2022-10-27

Abstract

We look at the value of a two-player zero-sum game as a function of its payoff matrix. We see that even if that matrix is a smooth function of some parameter, the value of the game is not differentiable.

I was surprised today by the following. Consider a \(K \times M\) matrix, \(A(\lambda)\) where each entry is given by a
nice (say infinitely differentiable) function \(A_{i,j}(\lambda)\). Let us interpret \(A(\lambda)\) as the payoff matrix of a
two-player zero-sum game, and let us investigate the value function
\[V(\lambda) ~=~ \min_{p \in \triangle_K}
\max_{q \in \triangle_M}~ \sum_{i,j} p_i q_j A_{i,j}(\lambda).\]
Here, we ask if \(V(\lambda)\) is a
nice function of \(\lambda\). We will
see that it is continuous but not differentiable. Not even when the
\(A_{i,j}(\lambda)\) are
*linear* in \(\lambda\).

In the below figure we investigate the situation for \[A(\lambda) ~=~ \lambda \begin{pmatrix} 0.13 & 0.21 & 2.75 & -0.63\\ 1.45 & -2.0 & -1.02 & 0.56\\ -0.52 & -1.7 & -1.36 & -1.5 \end{pmatrix} + (1-\lambda) \begin{pmatrix} -0.83 & 1.24 & 0.25 & 0.98\\ 1.29 & 1.47 & -1.05 & 0.1\\ 1.45 & 2.22 & 1.47 & -1.29 \end{pmatrix}\] These coefficients were drawn at random until a pleasing plot appeared. The fact that this only took about 10 resamplings indicates that the situation illustrated by the plot below is not rare at all.

And just for good measure, here is a second example where the value
function has a *local* minimum (which in fact consists of two
local minima straddling a local maximum).

We see that even when the payoffs are each linear functions of a scalar parameter \(\lambda\), the value of the game is not differentiable. Is that surprising? Maybe. How about the following? Let \(p^*(\lambda)\) and \(q^*(\lambda)\) be the saddle point for \(A(\lambda)\) (which is indeed typically unique).

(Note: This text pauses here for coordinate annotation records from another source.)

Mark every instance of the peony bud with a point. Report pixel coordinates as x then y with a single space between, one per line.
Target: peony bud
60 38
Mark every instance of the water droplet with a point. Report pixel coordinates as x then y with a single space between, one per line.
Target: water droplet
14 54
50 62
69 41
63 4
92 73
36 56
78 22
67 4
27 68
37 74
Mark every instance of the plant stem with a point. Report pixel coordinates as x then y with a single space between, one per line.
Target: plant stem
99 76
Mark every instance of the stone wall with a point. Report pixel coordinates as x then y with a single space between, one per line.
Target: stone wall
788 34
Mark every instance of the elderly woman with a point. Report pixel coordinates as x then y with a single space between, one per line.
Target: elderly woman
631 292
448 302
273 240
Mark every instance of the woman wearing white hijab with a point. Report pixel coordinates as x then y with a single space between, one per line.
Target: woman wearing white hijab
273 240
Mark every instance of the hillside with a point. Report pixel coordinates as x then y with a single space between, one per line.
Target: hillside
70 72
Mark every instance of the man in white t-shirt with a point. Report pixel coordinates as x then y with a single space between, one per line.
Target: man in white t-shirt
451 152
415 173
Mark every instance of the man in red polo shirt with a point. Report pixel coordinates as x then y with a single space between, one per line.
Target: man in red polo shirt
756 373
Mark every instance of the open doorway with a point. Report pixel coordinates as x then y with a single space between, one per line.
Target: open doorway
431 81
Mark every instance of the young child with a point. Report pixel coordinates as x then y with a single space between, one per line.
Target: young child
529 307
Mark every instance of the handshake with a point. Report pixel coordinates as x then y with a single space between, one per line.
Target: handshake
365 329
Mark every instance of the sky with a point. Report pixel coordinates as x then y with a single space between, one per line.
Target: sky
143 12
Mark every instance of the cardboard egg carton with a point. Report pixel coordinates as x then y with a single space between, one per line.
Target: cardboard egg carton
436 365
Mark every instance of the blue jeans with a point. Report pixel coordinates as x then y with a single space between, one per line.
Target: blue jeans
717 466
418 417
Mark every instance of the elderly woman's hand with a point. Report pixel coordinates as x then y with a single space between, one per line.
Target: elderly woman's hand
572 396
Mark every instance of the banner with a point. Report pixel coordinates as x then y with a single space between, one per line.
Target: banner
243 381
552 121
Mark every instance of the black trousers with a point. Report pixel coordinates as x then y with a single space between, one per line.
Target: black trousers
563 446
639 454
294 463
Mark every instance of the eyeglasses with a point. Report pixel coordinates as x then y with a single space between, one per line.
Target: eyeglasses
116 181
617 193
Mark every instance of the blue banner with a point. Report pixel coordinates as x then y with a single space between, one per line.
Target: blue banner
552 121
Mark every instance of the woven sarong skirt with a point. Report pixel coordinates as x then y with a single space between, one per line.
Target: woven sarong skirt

Then by the rule for differentiating optima and by the chain rule, \begin{align*} \nabla_\lambda V(\lambda) &~=~ \nabla_\lambda \left( p^*(\lambda)^\intercal A(\lambda) q^*(\lambda) \right) \\ &~=~ (\nabla_\lambda p^*(\lambda))^\intercal A(\lambda) q^*(\lambda) + p^*(\lambda)^\intercal(\nabla_\lambda A(\lambda)) q^*(\lambda) + p^*(\lambda)^\intercal A(\lambda) (\nabla_\lambda q^*(\lambda)) \\ &~=~ p^*(\lambda)^\intercal(\nabla_\lambda A(\lambda)) q^*(\lambda) \end{align*} The first and last contribution are in fact zero. Why? Because optimality of \(p\) in \(V(p,A,q)\) requires \(V^{(1)}(p,a,q) = 0\). It is actually a bit more complicated, as \(p(\lambda)\) sums to one, and hence \(\nabla_\lambda p(\lambda)\) sums to zero. Moreover, \(A(\lambda)q^*(\lambda)\) is a constant. So the non-differentiability in the derivative \(\nabla_\lambda V(\lambda)\) is not due to nondifferentiability of the entries in \(A(\lambda)\). It is due to the optimal weights jumping. This can clearly be seen in the first figure. For example, the jump up in the derivative at \(\lambda = 0.45\) is caused by a jump in \(q^*(\lambda)\).

Why is all this interesting or relevant? Well, for example because when training GANs one optimises the parameters of an objective that is of min-max shape. As illustrated above, such objectives are complex to optimise. Even in one dimension.